Comparison of pro-angiogenic factors. Stimulation of vessel sprouting after a 24-hour incubation with a variety of pro-angiogenic factors.
Setup: IC50 value determination and single concentration testing are possible. Drug combination treatment is an option.
We offer a variety of stimulating factors for the induction of vessel sprouting such as VEGF-A, deferoxamine, FGF-2, HB-EGF, and more.
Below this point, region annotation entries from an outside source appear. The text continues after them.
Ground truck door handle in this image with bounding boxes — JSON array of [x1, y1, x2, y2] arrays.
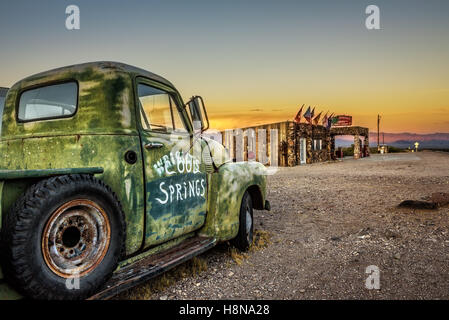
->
[[145, 142, 164, 150]]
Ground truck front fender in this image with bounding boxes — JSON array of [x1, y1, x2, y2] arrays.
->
[[201, 162, 266, 241]]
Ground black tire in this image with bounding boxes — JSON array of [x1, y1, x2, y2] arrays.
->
[[2, 174, 126, 300], [232, 191, 254, 251]]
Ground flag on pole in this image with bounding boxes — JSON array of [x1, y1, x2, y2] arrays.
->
[[321, 111, 329, 127], [313, 111, 323, 126], [327, 112, 334, 129], [304, 106, 312, 123], [295, 105, 304, 123]]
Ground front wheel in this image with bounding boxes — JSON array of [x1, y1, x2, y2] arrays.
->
[[232, 191, 254, 251], [1, 175, 125, 299]]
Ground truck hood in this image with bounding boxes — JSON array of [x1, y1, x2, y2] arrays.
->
[[202, 136, 232, 168]]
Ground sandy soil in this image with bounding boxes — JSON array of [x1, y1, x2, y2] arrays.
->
[[124, 152, 449, 299]]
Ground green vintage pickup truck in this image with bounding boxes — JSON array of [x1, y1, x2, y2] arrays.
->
[[0, 62, 269, 299]]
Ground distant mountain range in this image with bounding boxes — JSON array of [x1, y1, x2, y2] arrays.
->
[[335, 132, 449, 149]]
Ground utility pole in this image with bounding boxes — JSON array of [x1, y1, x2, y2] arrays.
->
[[377, 114, 380, 151]]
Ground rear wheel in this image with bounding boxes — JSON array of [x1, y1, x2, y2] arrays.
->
[[4, 175, 125, 299], [232, 191, 254, 251]]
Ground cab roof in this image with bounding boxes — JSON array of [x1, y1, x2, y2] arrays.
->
[[14, 61, 174, 87]]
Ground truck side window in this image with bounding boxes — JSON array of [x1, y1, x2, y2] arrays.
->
[[137, 84, 186, 132], [18, 82, 78, 121]]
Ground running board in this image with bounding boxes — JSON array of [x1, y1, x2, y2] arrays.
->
[[88, 237, 216, 300]]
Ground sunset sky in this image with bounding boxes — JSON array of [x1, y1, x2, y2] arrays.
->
[[0, 0, 449, 133]]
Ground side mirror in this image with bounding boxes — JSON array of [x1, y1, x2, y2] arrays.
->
[[187, 96, 209, 132]]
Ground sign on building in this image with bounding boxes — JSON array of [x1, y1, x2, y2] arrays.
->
[[331, 115, 352, 127]]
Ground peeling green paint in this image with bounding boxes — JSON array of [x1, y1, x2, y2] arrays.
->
[[0, 62, 266, 299]]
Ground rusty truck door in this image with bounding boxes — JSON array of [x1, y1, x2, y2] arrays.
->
[[137, 80, 207, 248]]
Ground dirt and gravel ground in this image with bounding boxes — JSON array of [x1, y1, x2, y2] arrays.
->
[[121, 152, 449, 299]]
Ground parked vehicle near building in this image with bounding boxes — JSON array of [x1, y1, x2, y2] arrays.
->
[[0, 62, 269, 299]]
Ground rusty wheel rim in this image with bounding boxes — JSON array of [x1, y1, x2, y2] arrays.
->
[[42, 199, 111, 278]]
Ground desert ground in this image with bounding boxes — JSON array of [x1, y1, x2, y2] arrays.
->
[[117, 152, 449, 300]]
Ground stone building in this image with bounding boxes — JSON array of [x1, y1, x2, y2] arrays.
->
[[213, 121, 369, 167]]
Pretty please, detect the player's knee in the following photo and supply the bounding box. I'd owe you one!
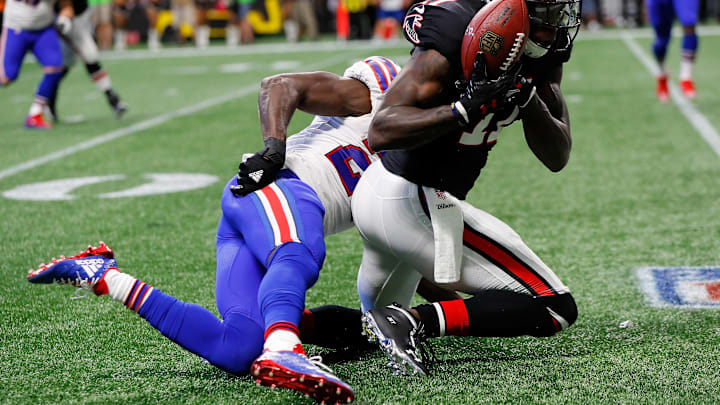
[208,314,264,374]
[0,71,18,86]
[268,242,325,288]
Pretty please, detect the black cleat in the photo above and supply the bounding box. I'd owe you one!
[362,303,430,375]
[105,89,128,119]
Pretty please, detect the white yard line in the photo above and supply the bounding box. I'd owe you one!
[622,35,720,157]
[0,54,348,180]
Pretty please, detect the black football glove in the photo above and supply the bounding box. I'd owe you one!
[230,138,285,196]
[505,63,536,108]
[451,52,514,132]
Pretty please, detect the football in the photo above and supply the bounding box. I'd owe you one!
[460,0,530,79]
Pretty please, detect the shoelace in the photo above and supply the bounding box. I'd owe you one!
[308,356,335,376]
[410,322,444,372]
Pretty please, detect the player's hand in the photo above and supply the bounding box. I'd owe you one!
[505,63,536,108]
[452,52,512,132]
[230,138,285,196]
[55,14,72,35]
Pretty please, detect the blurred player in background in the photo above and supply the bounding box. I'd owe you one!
[170,0,191,45]
[225,0,255,47]
[28,57,400,403]
[112,0,161,51]
[352,0,580,373]
[48,0,127,121]
[195,0,215,48]
[373,0,407,40]
[88,0,113,51]
[647,0,699,103]
[0,0,73,129]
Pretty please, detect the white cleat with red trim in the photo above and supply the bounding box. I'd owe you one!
[250,345,355,404]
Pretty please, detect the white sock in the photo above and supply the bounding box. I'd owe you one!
[28,97,47,117]
[283,20,300,42]
[680,58,695,80]
[263,329,302,352]
[93,70,112,93]
[148,28,160,49]
[104,269,153,312]
[225,24,240,47]
[115,30,127,51]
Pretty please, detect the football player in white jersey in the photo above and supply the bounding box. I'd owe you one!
[48,0,128,121]
[28,57,400,403]
[0,0,73,129]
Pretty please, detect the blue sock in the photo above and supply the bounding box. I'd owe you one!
[682,34,698,60]
[258,243,320,328]
[36,71,63,100]
[139,289,264,374]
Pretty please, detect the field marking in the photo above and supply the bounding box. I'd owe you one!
[622,35,720,157]
[0,54,347,180]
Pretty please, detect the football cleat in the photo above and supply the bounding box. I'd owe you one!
[250,345,355,404]
[680,79,697,100]
[27,242,119,295]
[362,303,429,375]
[105,89,128,119]
[655,75,670,103]
[25,114,52,129]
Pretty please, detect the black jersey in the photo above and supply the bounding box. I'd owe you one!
[382,0,494,199]
[382,0,569,199]
[73,0,88,15]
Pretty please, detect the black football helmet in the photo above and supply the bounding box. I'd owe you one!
[525,0,580,59]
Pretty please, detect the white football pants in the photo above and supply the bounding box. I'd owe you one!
[352,161,570,311]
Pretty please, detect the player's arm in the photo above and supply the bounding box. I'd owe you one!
[521,65,572,172]
[368,48,458,150]
[231,72,372,195]
[368,48,512,150]
[258,72,372,141]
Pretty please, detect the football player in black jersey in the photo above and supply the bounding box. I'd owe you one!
[352,0,580,373]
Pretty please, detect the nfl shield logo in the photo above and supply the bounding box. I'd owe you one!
[480,31,503,56]
[637,267,720,309]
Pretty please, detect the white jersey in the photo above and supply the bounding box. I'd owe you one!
[285,56,400,235]
[3,0,55,31]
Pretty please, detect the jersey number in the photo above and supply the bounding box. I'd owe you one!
[325,139,375,196]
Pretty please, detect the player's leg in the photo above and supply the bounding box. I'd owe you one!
[647,0,675,103]
[73,10,127,118]
[25,26,63,129]
[28,241,263,374]
[0,27,32,86]
[46,32,77,122]
[673,0,699,99]
[222,170,353,402]
[94,0,114,50]
[408,202,577,337]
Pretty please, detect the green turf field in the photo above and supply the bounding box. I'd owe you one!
[0,27,720,404]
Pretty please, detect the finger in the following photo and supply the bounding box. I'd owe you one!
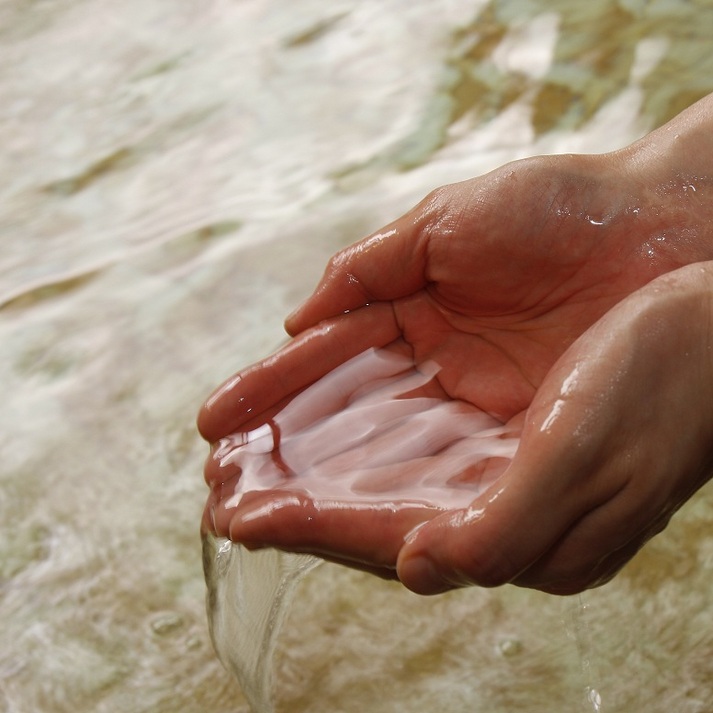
[285,192,442,335]
[198,303,399,442]
[221,490,440,569]
[397,348,620,594]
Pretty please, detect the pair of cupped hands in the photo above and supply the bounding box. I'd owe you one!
[198,97,713,594]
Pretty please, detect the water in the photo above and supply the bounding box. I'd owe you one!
[0,0,713,713]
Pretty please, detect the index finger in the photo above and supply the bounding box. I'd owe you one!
[197,303,399,443]
[285,190,444,335]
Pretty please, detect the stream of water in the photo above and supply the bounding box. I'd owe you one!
[0,0,713,713]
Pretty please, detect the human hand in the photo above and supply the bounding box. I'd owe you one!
[199,97,710,591]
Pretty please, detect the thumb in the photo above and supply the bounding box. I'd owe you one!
[397,466,573,594]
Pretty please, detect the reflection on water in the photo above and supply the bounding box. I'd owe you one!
[0,0,713,713]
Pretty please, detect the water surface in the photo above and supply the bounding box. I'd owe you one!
[0,0,713,713]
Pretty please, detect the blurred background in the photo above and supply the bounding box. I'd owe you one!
[0,0,713,713]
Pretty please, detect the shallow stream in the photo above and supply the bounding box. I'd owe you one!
[0,0,713,713]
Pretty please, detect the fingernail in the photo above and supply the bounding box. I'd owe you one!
[398,555,452,594]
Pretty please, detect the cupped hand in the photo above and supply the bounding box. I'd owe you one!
[199,97,713,592]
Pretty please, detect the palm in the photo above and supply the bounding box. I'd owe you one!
[199,150,712,575]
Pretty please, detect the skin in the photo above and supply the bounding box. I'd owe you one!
[198,97,713,594]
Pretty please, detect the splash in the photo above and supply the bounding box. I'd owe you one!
[204,349,518,713]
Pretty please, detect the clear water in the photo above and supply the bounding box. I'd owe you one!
[0,0,713,713]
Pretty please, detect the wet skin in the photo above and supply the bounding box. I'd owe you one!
[198,98,713,594]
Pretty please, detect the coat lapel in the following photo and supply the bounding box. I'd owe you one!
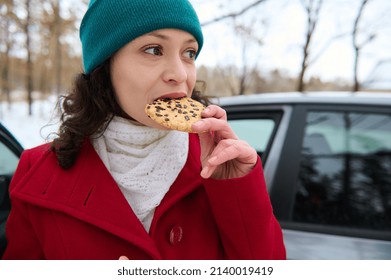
[11,141,160,259]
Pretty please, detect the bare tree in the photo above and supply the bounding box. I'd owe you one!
[352,0,376,91]
[201,0,267,26]
[297,0,323,91]
[23,0,33,116]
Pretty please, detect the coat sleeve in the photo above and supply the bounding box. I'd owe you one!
[204,158,286,260]
[2,151,43,260]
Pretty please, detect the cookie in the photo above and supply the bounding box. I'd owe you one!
[145,97,205,132]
Testing of pro- and anti-angiogenic drug candidates is possible.
Controls: Stimulus-free media only is the low control of vessel sprouting. VEGF-A only is the high control. Treatment with a reference inhibitor is included to ensure quality control.
Report: A detailed report including assay conditions, methodology, and comprehensive evaluation of data as well as raw data for each analysis will be provided. Photographs are optional.
Turnaround time: Results will be available within about 3 weeks.
Screening facility: The assay is performed in Freiburg, Germany.
Compound requirements: In brief: 100 µl of the stock solution with 100x of the highest assay concentration or the equivalent of solid material.